Research
Old overview

Research overview (1987-2005)


What I want to try to figure out is where human language comes from, especially as it develops over the long term in the language learner, but also as it emerges over the short term in the course of communicative acts. One very influential position is that we are all born with a significant component of language (or of the concepts that language is about) already in our brains, that all that is left is to figure out the details of the particular language or languages that we're being exposed to. This position is based on the premise that the environment provides the language learner with such an impoverished set of linguistic data that the only way a language could be learned is for much of it to already be there. Of course this position is only tenable if human languages can be shown to share a sizable set of properties, and much of the research within this framework has been dedicated to finding that set of properties and showing that they are already in place as language is acquired.

A competing position, which is growing in influence, is based on the premise that there is considerable regularity in the environment, including regularity in the things that language is about, regularity in the language input itself, and unconscious strategies on the part of adults and older children to make language accessible. In place of innate constraints on language, this view posits that learners have access to powerful, general-purpose statistical learning mechanisms, to sophisticated perceptual and motor control systems, and to a propensity for social interaction. The research within this framework has been dedicated to elaborating the capacities of statistical learning, especially algorithms inspired by nervous systems and to studying the nature and the effects on learning of particular kinds oof regularities in the environment.

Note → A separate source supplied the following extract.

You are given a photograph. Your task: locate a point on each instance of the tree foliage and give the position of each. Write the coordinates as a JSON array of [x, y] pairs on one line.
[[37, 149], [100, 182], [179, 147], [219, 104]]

From early on I have gravitated to the second framework because it seems to me the simpler, default position. It is already obvious from other work in cognitive science that humans are sophisticated statistical learners. If this capacity and other general-purpose ones suffice, then we could do without the innate knowledge of language proposed by the proponents of the other view. In addition, calling something innate leaves open the question of how that innate knowledge gets implemented in neural hardware and, perhaps more significantly for cognitive science, how it could be linked to experience. Finally, the research in the other paradigm just has not been convincing. The search for what is universal, and presumably innate, in languages has had to resort to such abstract constructs that it seems less and less likely that such things have anything to do with what people know about language, let alone with their innate "endowment".

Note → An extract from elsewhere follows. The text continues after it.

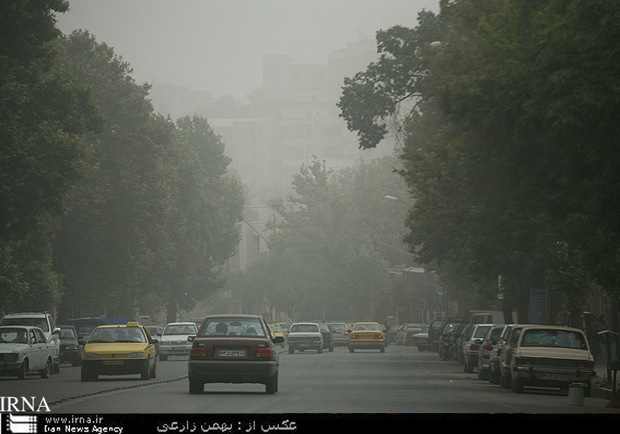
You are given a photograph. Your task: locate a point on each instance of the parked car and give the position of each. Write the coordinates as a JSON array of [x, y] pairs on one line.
[[70, 349], [420, 340], [276, 331], [304, 336], [42, 320], [328, 338], [494, 356], [506, 354], [119, 350], [173, 340], [233, 348], [489, 342], [368, 336], [472, 344], [551, 356], [340, 333], [25, 349]]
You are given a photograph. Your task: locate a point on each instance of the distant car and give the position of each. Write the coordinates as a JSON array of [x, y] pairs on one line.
[[328, 337], [551, 356], [340, 333], [276, 331], [232, 348], [119, 350], [489, 341], [45, 322], [367, 336], [420, 339], [471, 346], [173, 340], [25, 349], [70, 349], [304, 336]]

The strategy, then, is to take a phenomenon, a relatively simple linguistic behavior, and attempt to show how a simple statistical learning device, given plausible input, could acquire it. This normally leads to failure, and the simple device gets augmented in ways that make it more powerful. But power comes not from building in the solution to the problem by providing the knowledge that is needed to solve it. Power comes from special-purpose learning mechanisms and from modularity, from components of the system which learn to specialize as they are exposed to input. My recent projects have looked at three separate areas of linguistic behavior from this perspective.

  1. How do words and sentences mean what they mean? One fruitful approach to this question is to treat it from the perspective of the young child. For the child, language takes on significance as it is grounded in experience, in perception, action, and affective states. Two questions of interest in this project are:
    1. Language makes us relational; it gives us symbols (words) that refer directly to relations, for example, verbs such as put and prepositions such as behind. What are the implications of being relational for the architecture of cognition, and how does the learning of relational concepts and words in children help us understand the architecture? A major collaborator on this topic has been former IU Cognitive Science PhD student Eliana Colunga, now at the University of Colorado.
    2. How do word forms and word meanings relate to one another? Why is that the relation is mostly arbitrary (for example, there is nothing about the pronunciation of the word dog that suggests the concept of DOG), and why is it that the relation is not arbitrary in isolated regions of language (for example, for verbs such as splash and flutter and for the signs of signed languages)?
    3. How do simple perceptual inputs, along with particular linguistic tasks, lead to the orders of acquisition for different forms that are observed in children? For example, what is it that seems to make nouns easier to learn than adjectives?
  2. How do children learn the internal structure of words, how words are composed out of constituent morphemes (morphology) and how the primitive sounds of a language combine with one another (phonology)? My earlier work focused on the kind of computational device that could achieve this learning. The outcome of this project was a neural-network architecture which could be trained to recognize and produce words which are representative of the kinds of morphological combination that occur in the world's languages. One contribution was the discovery that separate modules responsible for learning roots (the basic forms of words) and for learning inflections (the prefixes, suffixes, etc. that get attached to roots) improved performance for all types of morphological combination. An early collaborator on this project was IU Cognitive Science student Chan-do Lee, now at Taejon University, South Korea.
  3. How are music and language organized in terms of nested periodic beats, and how do people process this structure? Another earlier project was concerned with developing computational models which can track the rhythm of simple musical and linguistic patterns and learn to beat along. Collaborators on this project included former Cognitive Science PhD student Douglas Eck, now at the University of Montreal, and IU Linguistics Professor Robert F. Port.